Since it began in 2007, approximately 9,000 letters and diaries – mostly written by soldiers with little education – have been collected for CACWL that detail life as a soldier and provide a glimpse into how English was spoken 150 years ago. Ellis noted that they often write phonetically with irregular capitalization, inconsistent spelling, regional words and usages, and non-standard grammatical forms. For example: “I am well at the presant time hoping when those few lines Comes to yore hands they my find you Well and harty.”
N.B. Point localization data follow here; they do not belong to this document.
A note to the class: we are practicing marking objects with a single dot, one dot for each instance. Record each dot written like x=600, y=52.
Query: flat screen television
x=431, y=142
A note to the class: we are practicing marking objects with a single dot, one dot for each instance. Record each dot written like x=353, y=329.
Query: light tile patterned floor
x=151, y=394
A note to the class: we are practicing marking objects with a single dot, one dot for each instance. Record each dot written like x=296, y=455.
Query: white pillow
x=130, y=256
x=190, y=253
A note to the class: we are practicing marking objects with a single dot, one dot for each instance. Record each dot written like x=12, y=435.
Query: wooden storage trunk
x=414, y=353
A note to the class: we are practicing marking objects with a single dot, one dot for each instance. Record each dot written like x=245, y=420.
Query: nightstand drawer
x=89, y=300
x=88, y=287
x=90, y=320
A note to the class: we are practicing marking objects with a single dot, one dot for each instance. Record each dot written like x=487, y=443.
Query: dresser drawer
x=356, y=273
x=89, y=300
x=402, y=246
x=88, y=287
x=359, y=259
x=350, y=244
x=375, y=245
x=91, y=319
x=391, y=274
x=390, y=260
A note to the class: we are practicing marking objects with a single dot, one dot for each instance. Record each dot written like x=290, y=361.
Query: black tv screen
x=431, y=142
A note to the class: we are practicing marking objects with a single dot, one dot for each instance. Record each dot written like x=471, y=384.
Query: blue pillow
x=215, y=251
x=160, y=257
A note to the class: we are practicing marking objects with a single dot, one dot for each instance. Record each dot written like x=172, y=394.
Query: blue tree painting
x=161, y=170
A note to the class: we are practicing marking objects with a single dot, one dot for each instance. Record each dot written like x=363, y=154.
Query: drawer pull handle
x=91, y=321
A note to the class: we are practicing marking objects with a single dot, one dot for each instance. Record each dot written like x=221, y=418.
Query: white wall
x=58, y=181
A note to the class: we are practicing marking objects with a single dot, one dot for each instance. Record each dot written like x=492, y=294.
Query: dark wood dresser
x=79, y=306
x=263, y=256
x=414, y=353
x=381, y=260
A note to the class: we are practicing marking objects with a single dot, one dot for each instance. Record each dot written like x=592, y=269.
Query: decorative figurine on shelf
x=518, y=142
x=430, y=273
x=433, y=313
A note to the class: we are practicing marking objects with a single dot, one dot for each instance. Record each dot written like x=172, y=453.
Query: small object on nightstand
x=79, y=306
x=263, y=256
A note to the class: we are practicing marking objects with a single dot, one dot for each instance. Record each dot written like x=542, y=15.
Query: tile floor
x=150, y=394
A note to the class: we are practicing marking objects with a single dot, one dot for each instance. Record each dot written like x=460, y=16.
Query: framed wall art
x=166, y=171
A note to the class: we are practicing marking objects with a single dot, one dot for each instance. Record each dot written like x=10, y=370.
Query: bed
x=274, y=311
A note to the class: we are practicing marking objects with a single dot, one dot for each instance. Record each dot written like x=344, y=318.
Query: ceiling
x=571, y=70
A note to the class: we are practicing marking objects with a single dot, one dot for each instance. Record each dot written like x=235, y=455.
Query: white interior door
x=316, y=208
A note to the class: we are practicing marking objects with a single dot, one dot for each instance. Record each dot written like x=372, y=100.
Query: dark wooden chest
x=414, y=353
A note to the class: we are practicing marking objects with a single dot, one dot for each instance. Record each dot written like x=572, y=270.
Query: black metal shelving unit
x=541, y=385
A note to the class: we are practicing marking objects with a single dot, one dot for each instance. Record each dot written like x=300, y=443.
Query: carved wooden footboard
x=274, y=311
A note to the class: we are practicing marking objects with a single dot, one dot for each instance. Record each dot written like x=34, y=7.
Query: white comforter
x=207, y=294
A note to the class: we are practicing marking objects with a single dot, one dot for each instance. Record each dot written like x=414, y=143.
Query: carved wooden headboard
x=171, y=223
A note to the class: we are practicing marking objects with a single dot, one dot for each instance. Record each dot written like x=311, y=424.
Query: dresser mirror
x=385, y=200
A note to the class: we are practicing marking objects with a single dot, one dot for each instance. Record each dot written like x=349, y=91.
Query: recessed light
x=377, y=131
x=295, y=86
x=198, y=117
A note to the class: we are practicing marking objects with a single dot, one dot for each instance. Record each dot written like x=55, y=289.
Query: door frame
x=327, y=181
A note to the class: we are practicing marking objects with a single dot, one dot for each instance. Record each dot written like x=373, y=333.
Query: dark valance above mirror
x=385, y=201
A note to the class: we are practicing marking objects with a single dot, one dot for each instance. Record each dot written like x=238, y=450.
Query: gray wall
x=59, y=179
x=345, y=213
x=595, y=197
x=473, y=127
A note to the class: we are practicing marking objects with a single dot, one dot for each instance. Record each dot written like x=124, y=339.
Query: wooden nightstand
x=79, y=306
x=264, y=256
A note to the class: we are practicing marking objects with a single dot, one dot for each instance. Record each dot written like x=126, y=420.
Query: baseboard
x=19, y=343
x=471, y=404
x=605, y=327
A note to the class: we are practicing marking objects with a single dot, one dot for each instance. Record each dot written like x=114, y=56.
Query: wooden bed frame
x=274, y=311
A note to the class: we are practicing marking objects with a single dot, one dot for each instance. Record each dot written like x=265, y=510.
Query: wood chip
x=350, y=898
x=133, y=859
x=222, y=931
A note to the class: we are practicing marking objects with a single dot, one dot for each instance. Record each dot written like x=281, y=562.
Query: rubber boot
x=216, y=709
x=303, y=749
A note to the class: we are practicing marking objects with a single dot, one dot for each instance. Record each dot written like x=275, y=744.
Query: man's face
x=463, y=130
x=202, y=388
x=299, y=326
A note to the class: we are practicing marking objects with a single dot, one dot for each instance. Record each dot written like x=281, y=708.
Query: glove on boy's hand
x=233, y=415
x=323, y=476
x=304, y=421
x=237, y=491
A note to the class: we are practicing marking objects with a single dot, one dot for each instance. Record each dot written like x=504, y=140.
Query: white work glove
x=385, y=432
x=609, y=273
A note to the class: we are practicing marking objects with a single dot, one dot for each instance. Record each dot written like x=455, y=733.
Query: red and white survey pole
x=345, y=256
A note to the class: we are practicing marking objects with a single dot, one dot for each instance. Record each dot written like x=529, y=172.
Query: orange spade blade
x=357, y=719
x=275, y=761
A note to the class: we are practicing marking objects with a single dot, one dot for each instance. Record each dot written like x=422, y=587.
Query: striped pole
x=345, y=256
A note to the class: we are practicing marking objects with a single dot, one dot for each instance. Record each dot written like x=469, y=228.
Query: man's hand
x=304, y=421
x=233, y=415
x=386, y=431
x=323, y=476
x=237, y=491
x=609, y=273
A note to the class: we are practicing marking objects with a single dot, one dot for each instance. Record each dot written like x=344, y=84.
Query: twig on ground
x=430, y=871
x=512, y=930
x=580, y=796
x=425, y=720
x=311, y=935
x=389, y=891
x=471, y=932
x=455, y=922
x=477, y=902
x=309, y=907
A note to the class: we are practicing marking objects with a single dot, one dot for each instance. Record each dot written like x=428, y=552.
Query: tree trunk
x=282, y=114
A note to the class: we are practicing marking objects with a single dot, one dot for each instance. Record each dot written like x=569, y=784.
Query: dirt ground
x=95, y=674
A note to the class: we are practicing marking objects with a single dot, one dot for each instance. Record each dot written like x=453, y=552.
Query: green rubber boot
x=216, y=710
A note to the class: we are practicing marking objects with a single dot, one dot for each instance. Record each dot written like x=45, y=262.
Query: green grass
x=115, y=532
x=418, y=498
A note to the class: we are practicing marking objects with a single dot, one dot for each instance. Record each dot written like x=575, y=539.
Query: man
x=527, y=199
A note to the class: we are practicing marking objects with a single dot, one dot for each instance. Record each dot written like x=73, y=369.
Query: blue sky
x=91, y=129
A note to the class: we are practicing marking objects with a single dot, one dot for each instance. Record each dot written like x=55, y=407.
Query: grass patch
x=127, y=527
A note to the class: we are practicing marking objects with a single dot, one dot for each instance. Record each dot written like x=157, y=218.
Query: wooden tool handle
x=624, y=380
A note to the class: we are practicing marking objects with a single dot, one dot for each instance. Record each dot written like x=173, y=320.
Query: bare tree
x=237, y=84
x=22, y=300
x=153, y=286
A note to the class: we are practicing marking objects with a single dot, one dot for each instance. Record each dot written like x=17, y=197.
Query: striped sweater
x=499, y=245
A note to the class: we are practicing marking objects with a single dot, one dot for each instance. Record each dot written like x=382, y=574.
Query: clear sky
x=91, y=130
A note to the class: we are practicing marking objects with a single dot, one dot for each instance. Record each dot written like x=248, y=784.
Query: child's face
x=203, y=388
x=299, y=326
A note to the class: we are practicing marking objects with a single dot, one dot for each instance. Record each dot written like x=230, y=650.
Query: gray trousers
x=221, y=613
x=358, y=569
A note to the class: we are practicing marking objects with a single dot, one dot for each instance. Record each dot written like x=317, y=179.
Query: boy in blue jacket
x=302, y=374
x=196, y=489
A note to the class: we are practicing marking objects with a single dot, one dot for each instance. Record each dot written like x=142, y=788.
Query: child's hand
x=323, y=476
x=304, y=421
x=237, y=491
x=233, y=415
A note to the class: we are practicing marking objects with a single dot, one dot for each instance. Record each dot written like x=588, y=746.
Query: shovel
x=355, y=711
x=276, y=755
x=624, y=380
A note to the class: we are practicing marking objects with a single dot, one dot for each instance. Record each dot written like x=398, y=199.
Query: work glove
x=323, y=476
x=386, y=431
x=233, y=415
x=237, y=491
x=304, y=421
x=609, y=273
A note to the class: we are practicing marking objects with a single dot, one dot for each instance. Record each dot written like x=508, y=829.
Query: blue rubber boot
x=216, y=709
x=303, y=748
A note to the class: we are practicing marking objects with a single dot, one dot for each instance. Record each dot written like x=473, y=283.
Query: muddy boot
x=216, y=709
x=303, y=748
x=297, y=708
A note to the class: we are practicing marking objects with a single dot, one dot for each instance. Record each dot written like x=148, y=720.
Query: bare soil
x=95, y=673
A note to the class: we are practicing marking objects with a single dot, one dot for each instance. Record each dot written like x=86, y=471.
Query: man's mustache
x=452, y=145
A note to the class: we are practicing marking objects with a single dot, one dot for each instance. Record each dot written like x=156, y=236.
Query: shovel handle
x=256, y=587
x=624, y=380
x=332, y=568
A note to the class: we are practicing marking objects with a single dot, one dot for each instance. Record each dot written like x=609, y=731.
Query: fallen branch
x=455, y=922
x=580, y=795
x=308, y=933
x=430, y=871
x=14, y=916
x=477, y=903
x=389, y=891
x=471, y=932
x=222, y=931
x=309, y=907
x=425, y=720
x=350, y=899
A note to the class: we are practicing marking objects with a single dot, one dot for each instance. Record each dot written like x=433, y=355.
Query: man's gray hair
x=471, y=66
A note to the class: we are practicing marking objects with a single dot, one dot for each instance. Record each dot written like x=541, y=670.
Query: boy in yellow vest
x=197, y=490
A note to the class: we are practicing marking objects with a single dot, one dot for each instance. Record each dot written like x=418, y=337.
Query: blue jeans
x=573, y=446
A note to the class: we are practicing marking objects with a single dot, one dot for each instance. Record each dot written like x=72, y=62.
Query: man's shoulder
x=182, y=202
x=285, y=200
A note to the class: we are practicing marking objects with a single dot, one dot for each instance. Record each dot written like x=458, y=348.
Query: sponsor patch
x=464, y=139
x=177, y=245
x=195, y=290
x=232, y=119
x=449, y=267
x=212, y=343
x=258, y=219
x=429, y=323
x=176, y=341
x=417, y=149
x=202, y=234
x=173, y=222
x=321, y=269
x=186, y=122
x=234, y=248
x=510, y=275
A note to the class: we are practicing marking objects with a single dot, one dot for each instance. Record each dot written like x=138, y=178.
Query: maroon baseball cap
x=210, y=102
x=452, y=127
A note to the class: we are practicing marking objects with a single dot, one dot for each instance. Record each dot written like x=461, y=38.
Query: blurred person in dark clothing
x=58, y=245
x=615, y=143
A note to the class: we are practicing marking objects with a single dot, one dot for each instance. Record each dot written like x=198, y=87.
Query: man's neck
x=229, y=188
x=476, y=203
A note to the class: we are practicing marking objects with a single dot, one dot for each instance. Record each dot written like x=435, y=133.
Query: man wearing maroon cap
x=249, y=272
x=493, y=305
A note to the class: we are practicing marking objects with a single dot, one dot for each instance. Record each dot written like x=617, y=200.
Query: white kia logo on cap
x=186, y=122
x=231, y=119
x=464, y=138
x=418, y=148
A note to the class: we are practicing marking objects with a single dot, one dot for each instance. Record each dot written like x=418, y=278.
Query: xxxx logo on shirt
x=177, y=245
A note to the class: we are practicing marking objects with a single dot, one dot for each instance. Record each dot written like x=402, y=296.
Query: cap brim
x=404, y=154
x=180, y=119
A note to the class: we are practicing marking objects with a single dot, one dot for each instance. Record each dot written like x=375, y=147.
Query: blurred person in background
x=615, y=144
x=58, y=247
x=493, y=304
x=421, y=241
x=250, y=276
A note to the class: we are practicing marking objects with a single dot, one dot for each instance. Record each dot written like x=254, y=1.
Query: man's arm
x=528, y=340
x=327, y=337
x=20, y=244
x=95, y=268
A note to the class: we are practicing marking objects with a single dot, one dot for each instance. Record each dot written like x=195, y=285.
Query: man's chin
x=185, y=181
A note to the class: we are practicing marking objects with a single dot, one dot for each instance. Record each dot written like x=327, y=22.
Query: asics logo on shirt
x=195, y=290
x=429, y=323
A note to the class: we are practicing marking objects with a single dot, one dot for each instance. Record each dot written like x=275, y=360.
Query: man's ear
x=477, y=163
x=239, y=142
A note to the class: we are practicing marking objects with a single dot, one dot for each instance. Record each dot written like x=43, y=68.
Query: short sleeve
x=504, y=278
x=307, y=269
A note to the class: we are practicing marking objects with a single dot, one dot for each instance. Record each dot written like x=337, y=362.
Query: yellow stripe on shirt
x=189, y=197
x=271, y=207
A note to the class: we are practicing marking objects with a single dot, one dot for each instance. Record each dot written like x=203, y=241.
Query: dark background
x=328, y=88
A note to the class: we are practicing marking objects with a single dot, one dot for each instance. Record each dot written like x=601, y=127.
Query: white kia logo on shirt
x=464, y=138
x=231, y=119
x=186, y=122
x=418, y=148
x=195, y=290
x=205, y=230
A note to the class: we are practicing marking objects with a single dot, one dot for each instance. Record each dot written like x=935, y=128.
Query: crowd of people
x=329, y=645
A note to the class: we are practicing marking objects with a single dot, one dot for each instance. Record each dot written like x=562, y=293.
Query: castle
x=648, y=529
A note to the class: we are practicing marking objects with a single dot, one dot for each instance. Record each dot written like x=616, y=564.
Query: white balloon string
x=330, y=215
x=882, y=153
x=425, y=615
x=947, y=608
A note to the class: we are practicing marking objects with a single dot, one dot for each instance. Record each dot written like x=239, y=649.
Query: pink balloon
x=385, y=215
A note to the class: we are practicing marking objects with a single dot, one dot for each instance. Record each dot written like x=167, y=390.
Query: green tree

“The sheer numbers written by soldiers – and to a lesser extent, by family members on the home front – were unprecedented in American history,” Ellis said. “These writers are far more likely than any other sizable group of semi-literate individuals in the 19th century to reproduce the features of their spoken language, thereby providing an invaluable source of information about American regional dialects in that period.”
Approximately three million soldiers served in the Union or Confederate armies, and for many it marked the first time away from home. These soldiers were homesick and wanting to hear about normal life, Ellis explained, and needing to share the details of the war they were experiencing.
“Besides the obvious linguistic significance of the letters, we hope that they will also be of significant value to, among others, historians and genealogists,” added Ellis.
The long-term goal of CACWL is to produce a dictionary and linguistic atlas of 19th century American regional dialects, which will require a minimum of 5,000 additional letters and diaries.